Depois da carnificina na Praça da República, o levante armado começou a ser organizado a toque de caixa. O plano era tomar rapidamente a capital paulista e, com o apoio de revoltosos de outros estados, rumar para a sede do governo federal, no Rio, e tomar o poder do país em, no máximo, dez dias (se possível, sem disparar nenhum tiro). A primeira parte do roteiro correu como idealizada. A sede da 2ª Região Militar foi tomada em questão de horas. Estações ferroviárias, emissoras de rádio e o prédio dos Correios e Telégrafos, entre outros pontos chave, foram ocupados na madrugada do dia 10 de julho de 1932. A Faculdade de Direito servia de base para civis que se alistavam no levante em diversos pontos da cidade.

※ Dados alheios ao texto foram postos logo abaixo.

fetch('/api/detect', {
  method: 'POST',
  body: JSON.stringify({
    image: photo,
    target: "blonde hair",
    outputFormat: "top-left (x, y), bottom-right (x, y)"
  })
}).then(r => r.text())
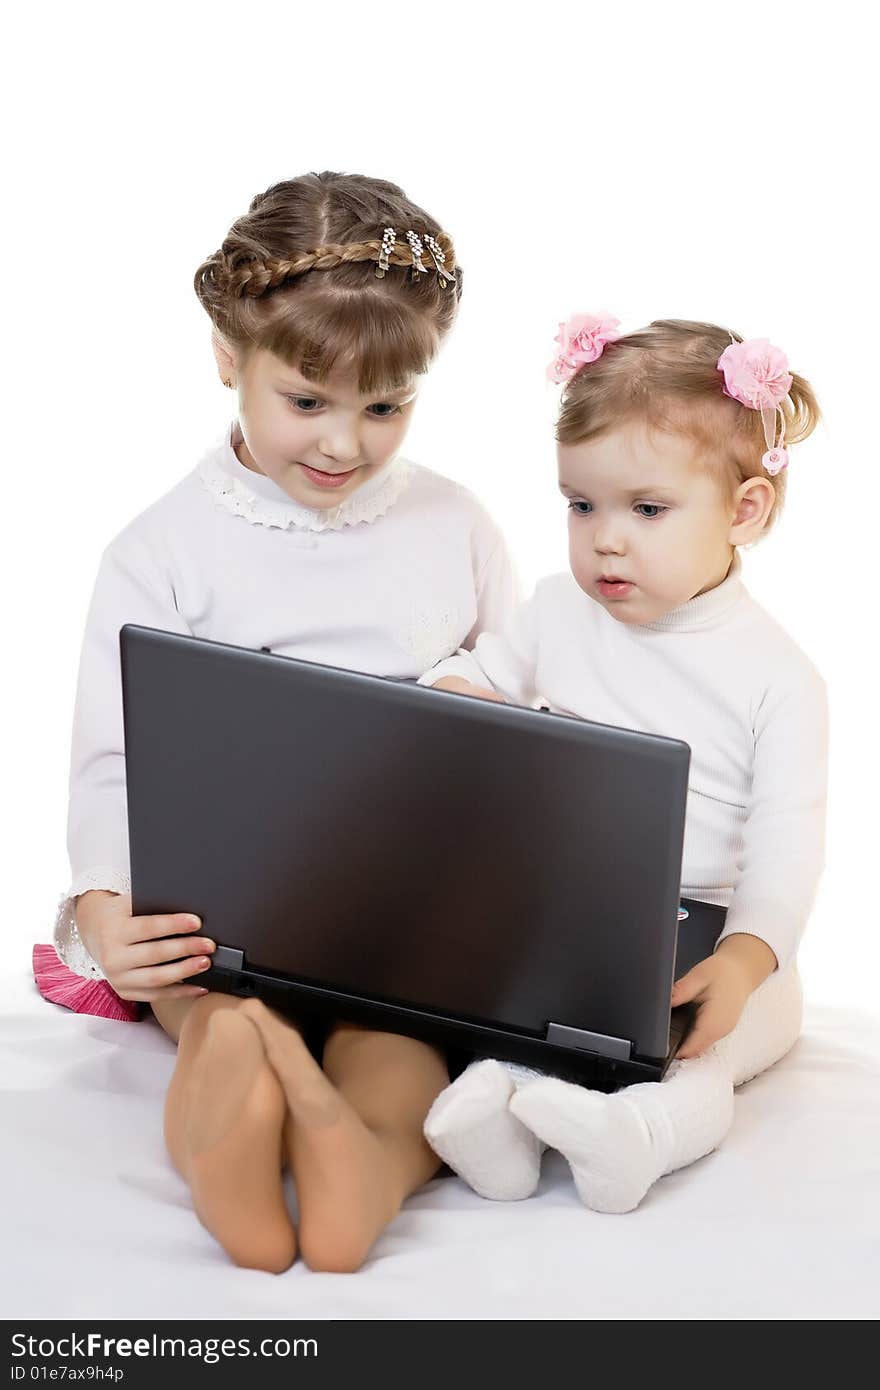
top-left (194, 171), bottom-right (462, 395)
top-left (556, 319), bottom-right (820, 530)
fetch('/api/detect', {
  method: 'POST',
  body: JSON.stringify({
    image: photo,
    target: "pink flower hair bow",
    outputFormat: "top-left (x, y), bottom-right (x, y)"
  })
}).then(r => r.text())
top-left (717, 338), bottom-right (792, 411)
top-left (717, 337), bottom-right (793, 475)
top-left (547, 313), bottom-right (621, 384)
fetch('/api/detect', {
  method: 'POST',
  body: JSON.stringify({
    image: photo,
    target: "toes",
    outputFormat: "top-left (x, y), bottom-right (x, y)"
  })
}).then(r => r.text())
top-left (239, 997), bottom-right (301, 1053)
top-left (298, 1223), bottom-right (374, 1275)
top-left (423, 1060), bottom-right (543, 1201)
top-left (425, 1059), bottom-right (514, 1134)
top-left (469, 1058), bottom-right (518, 1099)
top-left (224, 1225), bottom-right (298, 1276)
top-left (238, 999), bottom-right (293, 1063)
top-left (239, 996), bottom-right (272, 1029)
top-left (510, 1079), bottom-right (607, 1150)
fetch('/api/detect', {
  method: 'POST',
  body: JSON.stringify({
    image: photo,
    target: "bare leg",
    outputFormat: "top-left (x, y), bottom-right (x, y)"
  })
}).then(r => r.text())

Entretanto, a revolução não recebeu reforços de fora de São Paulo. Estados como Minas Gerais, Rio Grande do Sul e Mato Grosso também tinham grupos constitucionalistas, mas eles não conseguiram se estabelecer como em São Paulo, que, em pouco tempo, viu-se isolado no mapa. Cerca de 200 mil pessoas se alistaram na Revolução Constitucionalista em São Paulo, sendo que mais de 60 mil participaram, efetivamente, dos combates contra as forças federais. Mesmo assim, o levante não tinha condições bélicas para enfrentar o poderio das forças governistas, que promoviam ofensivas de diferentes frentes nas fronteiras estaduais. Mas era uma questão de tempo até a revolta sucumbir.
A Revolução Constitucionalista terminou no dia 1º de outubro, após 87 dias de combates e com um número oficial de 934 mortos (estimativas extra-oficiais dão conta de mais de 2 mil baixas). O levante foi derrotado no campo de batalha, mas, do ponto de vista político, o movimento obteve conquistas importantes. O governo provisório reativou a comissão para realizar o anteprojeto da Constituição, nomeou um interventor civil e retomou a política de valorização do café. Uma nova Constituição foi promulgada em 1934, mas teve vida curta. Em 1937, Getúlio Vargas cassou a Carta, fechou novamente o Congresso Nacional e deu início à ditadura do Estado Novo.